Judicial orders affecting substantial rights (and, other than taking away a people’s freedom or their life, taking their children, money and residences are about the most important things one can take from them) require legitimacy in a democratic culture. While many family court judges scrupulously follow the mandates of Rule 26 in drafting final orders, such rigorous adherence is not as uniform as it should be. Further temporary orders contain none of the legitimizing constraints that are a hallmark of “judicial” decision making. A legal culture that puts its police powers behind judicial rulings that lack the hallmarks of judicial decision making puts its whole legitimacy into question. Many of the citizen complaints regarding family court are not the crackpot complaints of dissatisfied litigants but are merely a less analytical version of these concerns.

  • I find nothing in Rules 21 or 26, SCRFC, that exempts temporary order from the requirements of Rule 26. Rule 26(b) does have the proviso “unless good cause is shwon to the court why additinal evidence or testimony may be necessary.” Show the court that due process requires the right to cross examine an affiant.

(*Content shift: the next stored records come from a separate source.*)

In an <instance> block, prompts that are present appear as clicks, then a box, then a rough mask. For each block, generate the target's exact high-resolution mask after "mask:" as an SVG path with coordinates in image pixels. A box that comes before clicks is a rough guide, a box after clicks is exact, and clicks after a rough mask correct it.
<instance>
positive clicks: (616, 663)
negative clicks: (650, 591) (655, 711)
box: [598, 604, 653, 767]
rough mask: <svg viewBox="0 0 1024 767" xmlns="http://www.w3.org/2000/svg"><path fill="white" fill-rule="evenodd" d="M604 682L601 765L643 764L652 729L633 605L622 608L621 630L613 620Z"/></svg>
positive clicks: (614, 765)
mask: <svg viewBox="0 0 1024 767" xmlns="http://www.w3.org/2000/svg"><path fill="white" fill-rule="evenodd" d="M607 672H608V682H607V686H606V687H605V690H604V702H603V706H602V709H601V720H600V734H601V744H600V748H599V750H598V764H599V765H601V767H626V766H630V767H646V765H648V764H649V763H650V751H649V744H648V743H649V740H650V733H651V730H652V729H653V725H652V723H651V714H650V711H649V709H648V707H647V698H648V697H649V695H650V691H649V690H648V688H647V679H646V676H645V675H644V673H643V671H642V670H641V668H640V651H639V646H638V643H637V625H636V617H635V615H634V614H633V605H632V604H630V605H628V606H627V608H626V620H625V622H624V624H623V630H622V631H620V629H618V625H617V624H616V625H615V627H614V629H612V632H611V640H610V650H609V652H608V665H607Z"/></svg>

    I have alwasy been puzzled by the evidence being “confined to pleadings, affidavits, and financial declarations.” I know of no other situation that a pleading is considered evidence. Does this make the lawyer who signs the pleading a witness?

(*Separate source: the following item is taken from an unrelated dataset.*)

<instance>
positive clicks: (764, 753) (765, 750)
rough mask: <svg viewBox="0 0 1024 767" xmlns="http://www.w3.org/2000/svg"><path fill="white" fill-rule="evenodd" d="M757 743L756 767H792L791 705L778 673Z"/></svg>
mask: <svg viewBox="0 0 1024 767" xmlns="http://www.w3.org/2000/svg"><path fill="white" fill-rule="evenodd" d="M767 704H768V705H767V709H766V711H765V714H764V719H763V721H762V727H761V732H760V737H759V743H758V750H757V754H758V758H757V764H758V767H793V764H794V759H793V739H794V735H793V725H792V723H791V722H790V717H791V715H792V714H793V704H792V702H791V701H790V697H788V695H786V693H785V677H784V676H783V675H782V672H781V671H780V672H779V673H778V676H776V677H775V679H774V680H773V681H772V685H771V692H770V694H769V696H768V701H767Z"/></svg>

    If one truly wants to challenge Rule 21 as a denial of due process, I think there is an exception to the appeal of interlocutory orders that allows an appeal where a situation would otherwise be incapable of appellate review.

  • California observer

    I assume the reason temporary orders have fewer requirements is so they can be done faster, which seems reasonable…a full justification and explanation takes time to construct. If in fact there is a practical reason for skipping the justification step, how would you propose making such orders more “judicial” without slowing down the whole system?

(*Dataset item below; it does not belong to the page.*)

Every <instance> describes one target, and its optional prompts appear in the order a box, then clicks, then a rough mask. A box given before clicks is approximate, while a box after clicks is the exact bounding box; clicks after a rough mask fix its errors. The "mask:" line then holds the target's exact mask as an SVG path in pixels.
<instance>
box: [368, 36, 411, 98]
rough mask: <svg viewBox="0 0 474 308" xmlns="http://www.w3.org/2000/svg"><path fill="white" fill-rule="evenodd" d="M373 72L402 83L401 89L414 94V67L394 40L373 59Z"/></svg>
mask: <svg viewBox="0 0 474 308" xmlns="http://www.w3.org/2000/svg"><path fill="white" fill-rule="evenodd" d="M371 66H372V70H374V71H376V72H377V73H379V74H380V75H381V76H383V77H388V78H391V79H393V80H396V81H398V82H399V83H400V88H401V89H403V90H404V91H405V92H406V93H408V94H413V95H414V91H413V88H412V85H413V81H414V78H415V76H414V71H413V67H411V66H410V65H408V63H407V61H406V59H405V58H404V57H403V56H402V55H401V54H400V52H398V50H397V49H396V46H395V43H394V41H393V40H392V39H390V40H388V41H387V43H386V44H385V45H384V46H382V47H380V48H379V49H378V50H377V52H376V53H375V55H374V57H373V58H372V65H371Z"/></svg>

    • I propose slowing down the system. Most states, including California, allow for limited testimony at the first hearing. Rendering life-altering decisions on issues like child custody and possession of the marital home with such limited due process leads to numerous unjust temporary decisions. The courts then tend to have to devote substantial resources, as the aggrieved party attempts to undo the result of an unjust temporary ruling, which the other party naturally resists.

      A little more attention on the front end might obviate the need for a lot more attention down the line: that is, more docket time devoted to temporary hearings might lead to less docket time needed for subsequent temporary hearings or trials.